My idea was to, for every k -length segment in g, find every possible "neighbor" (eg other k -length segments with up to d mismatches) and add those neighbors as keys to a dictionary. I then count how many times each one of those neighbor kmers show up in the string g , and record those in the dictionary.

Obviously that's a kinda shitty way to do that, since the amount of neighbors scales like crazy as k and d increase, and having to scan through the strings with each of those neighbors makes this implementation terribly slow. But alas, that's why I'm asking for help.

I'll put my code below. There're definitely a lot of novice mistakes to unpack, so thanks for your time and attention.

def FrequentWordsMismatch(g, k, d):
    '''
    Finds the most frequent k-mer patterns in the string g, given that those 
    patterns can mismatch amongst themselves up to d times

    g (String): Collection of {A, T, C, G} characters
    k (int): Length of desired pattern
    d (int): Number of allowed mismatches
    '''
    counts = {}
    answer = []

    for i in range(len(g) - k + 1):
        kmer = g[i:i+k]
        for neighborkmer in Neighbors(kmer, d):
            counts[neighborkmer] = Count(neighborkmer, g, d)

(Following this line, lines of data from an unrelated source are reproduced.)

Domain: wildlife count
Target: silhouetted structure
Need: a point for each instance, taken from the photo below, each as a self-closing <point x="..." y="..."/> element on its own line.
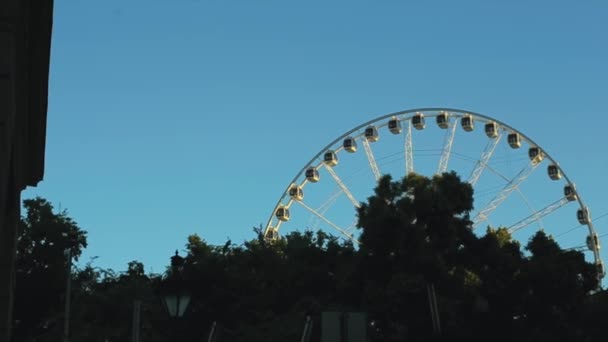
<point x="25" y="39"/>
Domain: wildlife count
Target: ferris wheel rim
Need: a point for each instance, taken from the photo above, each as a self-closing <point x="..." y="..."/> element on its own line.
<point x="404" y="117"/>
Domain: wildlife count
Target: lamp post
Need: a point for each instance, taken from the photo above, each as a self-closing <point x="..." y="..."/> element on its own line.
<point x="68" y="294"/>
<point x="175" y="296"/>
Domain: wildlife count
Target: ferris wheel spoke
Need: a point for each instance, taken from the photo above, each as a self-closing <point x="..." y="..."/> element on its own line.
<point x="371" y="159"/>
<point x="512" y="185"/>
<point x="409" y="151"/>
<point x="538" y="215"/>
<point x="342" y="186"/>
<point x="447" y="148"/>
<point x="482" y="163"/>
<point x="313" y="221"/>
<point x="335" y="226"/>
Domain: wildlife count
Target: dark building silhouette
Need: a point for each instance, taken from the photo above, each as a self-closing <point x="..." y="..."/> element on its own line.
<point x="25" y="38"/>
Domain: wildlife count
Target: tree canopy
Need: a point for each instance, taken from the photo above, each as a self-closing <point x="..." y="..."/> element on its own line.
<point x="415" y="234"/>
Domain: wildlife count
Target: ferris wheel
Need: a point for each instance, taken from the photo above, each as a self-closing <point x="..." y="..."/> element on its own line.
<point x="517" y="184"/>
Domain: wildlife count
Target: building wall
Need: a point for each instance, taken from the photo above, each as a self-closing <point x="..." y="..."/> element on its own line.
<point x="25" y="38"/>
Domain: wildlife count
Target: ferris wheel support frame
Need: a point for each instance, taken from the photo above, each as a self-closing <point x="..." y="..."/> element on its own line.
<point x="455" y="113"/>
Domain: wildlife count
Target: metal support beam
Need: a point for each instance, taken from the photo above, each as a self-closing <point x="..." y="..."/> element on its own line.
<point x="371" y="159"/>
<point x="447" y="147"/>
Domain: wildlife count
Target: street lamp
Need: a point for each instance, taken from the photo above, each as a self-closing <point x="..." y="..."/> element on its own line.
<point x="176" y="298"/>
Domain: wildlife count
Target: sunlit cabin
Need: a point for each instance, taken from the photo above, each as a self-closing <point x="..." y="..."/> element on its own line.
<point x="570" y="192"/>
<point x="282" y="214"/>
<point x="443" y="120"/>
<point x="330" y="158"/>
<point x="536" y="154"/>
<point x="514" y="140"/>
<point x="371" y="134"/>
<point x="418" y="121"/>
<point x="394" y="125"/>
<point x="491" y="129"/>
<point x="296" y="192"/>
<point x="312" y="175"/>
<point x="467" y="123"/>
<point x="554" y="172"/>
<point x="600" y="269"/>
<point x="350" y="144"/>
<point x="583" y="215"/>
<point x="272" y="234"/>
<point x="593" y="242"/>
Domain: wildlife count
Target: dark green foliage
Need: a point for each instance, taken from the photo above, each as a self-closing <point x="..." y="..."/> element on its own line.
<point x="415" y="232"/>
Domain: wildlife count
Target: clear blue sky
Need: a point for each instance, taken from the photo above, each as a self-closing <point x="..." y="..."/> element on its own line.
<point x="168" y="118"/>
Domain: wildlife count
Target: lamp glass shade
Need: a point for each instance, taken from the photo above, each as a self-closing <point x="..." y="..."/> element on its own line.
<point x="176" y="304"/>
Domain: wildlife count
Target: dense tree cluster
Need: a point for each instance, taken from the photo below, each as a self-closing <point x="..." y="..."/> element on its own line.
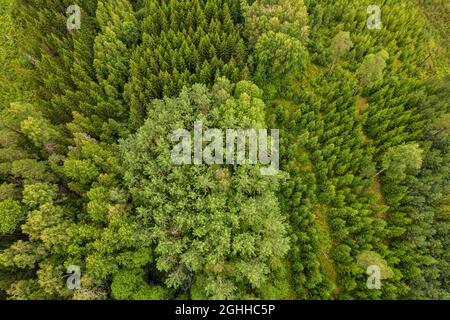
<point x="87" y="118"/>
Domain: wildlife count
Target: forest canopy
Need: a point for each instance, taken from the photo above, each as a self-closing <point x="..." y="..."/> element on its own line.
<point x="94" y="207"/>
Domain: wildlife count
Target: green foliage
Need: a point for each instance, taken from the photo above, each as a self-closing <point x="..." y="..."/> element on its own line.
<point x="11" y="213"/>
<point x="86" y="125"/>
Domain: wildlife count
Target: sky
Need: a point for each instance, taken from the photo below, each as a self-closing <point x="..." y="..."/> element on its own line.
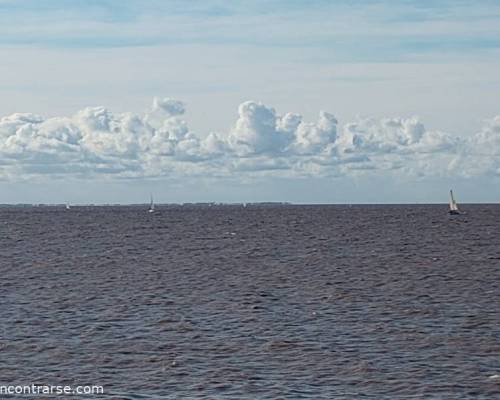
<point x="105" y="101"/>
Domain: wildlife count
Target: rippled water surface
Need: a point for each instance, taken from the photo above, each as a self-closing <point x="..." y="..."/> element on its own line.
<point x="285" y="302"/>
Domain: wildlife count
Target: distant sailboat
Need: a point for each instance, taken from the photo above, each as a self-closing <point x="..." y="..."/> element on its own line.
<point x="151" y="205"/>
<point x="453" y="205"/>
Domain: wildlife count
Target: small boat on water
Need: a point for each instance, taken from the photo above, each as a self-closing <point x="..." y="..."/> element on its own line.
<point x="453" y="205"/>
<point x="151" y="205"/>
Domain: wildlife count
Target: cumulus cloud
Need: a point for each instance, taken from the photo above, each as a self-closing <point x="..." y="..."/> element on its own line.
<point x="97" y="142"/>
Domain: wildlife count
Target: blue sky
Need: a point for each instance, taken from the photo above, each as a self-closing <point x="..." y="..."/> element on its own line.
<point x="359" y="60"/>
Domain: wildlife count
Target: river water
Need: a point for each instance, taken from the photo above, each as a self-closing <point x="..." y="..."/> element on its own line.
<point x="231" y="302"/>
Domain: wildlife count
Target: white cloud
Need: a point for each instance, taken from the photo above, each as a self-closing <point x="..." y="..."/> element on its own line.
<point x="97" y="142"/>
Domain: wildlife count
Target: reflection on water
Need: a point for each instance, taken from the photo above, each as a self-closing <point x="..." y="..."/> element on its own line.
<point x="290" y="302"/>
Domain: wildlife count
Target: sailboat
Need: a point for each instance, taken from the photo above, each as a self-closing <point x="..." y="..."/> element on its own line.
<point x="151" y="205"/>
<point x="453" y="205"/>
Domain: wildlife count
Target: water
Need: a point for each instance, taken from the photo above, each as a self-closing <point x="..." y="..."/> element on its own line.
<point x="290" y="302"/>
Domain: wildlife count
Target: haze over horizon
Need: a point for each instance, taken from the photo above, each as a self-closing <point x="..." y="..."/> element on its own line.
<point x="305" y="102"/>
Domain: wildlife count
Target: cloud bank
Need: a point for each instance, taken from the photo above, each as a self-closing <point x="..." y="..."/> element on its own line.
<point x="96" y="142"/>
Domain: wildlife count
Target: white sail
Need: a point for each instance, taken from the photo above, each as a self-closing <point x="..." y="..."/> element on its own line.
<point x="151" y="204"/>
<point x="453" y="203"/>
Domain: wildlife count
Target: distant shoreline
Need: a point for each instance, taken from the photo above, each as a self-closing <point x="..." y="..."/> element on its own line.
<point x="217" y="204"/>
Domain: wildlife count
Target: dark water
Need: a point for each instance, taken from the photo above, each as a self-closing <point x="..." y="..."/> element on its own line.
<point x="296" y="302"/>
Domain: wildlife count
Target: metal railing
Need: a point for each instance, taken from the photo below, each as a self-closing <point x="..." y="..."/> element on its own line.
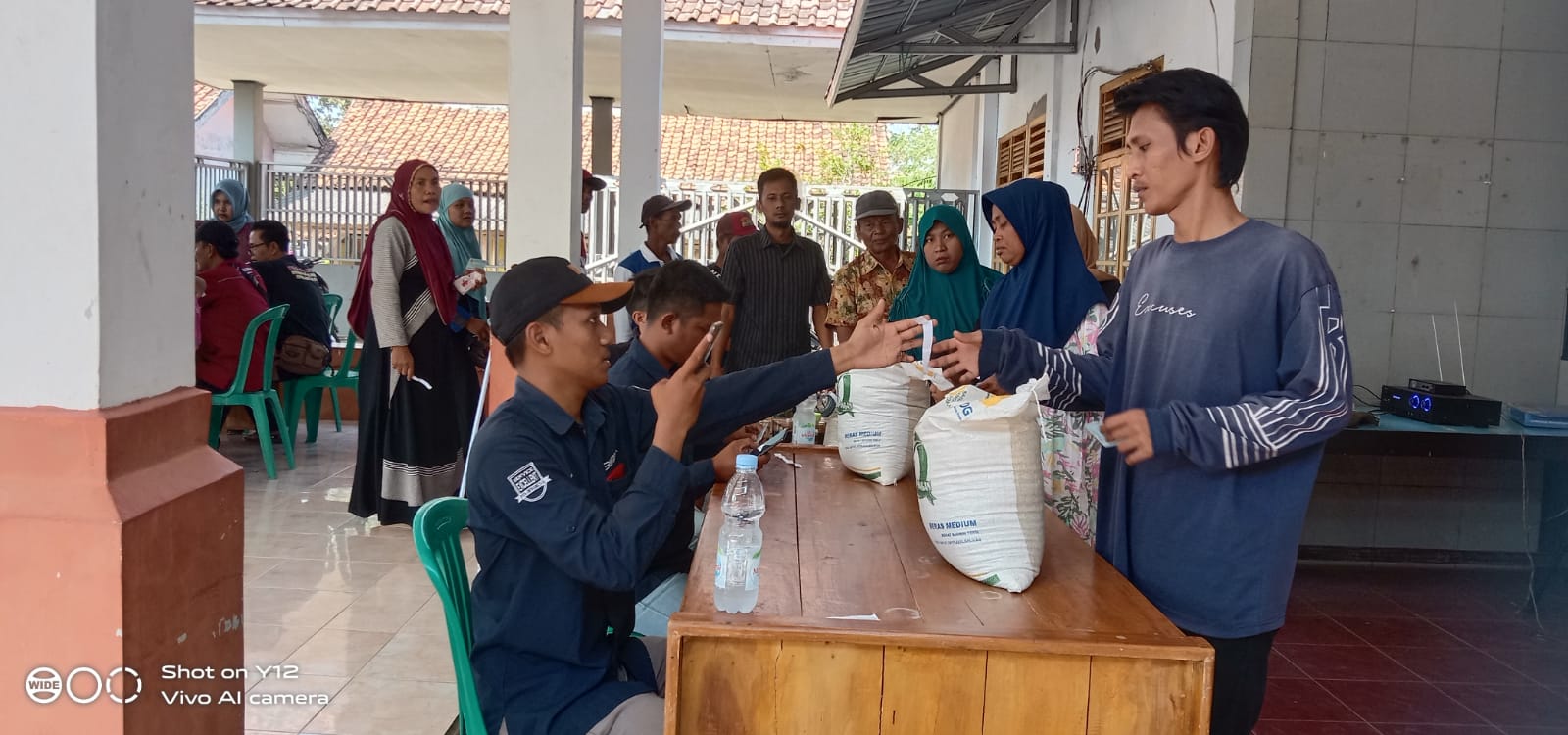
<point x="329" y="211"/>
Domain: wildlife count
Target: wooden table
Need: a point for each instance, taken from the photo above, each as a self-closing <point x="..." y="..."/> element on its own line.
<point x="1079" y="651"/>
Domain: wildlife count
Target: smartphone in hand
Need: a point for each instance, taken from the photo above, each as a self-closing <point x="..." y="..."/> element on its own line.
<point x="770" y="444"/>
<point x="712" y="331"/>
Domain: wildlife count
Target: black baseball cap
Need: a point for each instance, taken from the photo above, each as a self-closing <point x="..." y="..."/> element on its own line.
<point x="659" y="204"/>
<point x="535" y="285"/>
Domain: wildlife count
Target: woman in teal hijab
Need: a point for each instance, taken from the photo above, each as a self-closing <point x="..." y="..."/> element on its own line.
<point x="949" y="282"/>
<point x="455" y="220"/>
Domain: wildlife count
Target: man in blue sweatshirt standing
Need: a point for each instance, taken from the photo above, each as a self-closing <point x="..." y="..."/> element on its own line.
<point x="1219" y="398"/>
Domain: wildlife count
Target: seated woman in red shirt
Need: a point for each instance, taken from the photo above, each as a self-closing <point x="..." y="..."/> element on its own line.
<point x="226" y="309"/>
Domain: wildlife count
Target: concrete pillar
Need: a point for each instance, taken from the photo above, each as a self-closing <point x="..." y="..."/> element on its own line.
<point x="250" y="128"/>
<point x="545" y="104"/>
<point x="603" y="135"/>
<point x="642" y="105"/>
<point x="985" y="156"/>
<point x="122" y="528"/>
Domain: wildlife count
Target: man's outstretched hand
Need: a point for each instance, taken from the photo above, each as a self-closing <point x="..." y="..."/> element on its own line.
<point x="877" y="342"/>
<point x="1129" y="431"/>
<point x="958" y="358"/>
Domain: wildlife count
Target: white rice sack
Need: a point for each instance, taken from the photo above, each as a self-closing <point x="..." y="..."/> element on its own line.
<point x="875" y="420"/>
<point x="977" y="475"/>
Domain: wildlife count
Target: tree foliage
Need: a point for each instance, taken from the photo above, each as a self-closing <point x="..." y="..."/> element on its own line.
<point x="911" y="152"/>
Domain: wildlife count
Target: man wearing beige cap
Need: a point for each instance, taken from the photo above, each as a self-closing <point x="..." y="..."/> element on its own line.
<point x="875" y="274"/>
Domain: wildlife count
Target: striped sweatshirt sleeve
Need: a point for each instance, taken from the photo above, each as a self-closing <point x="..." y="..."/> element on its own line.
<point x="1313" y="405"/>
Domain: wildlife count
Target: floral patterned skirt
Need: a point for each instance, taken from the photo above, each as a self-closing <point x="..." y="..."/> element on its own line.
<point x="1070" y="465"/>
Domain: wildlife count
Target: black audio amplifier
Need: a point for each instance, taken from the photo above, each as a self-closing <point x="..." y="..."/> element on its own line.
<point x="1442" y="406"/>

    maxVal = max(counts.values())

    for key in counts.keys():
        if counts[key] == maxVal:
            answer.append(key)

    return(answer)


def Neighbors(pattern, d):
    '''
    Find all strings with at most d mismatches to the given pattern

    pattern (String): Original pattern of characters
    d (int): Number of allowed mismatches
    '''
    if d == 0:
        return [pattern]

    if len(pattern) == 1:
        return ['A', 'C', 'G', 'T']

    answer = []

    suffixNeighbors = Neighbors(pattern[1:], d)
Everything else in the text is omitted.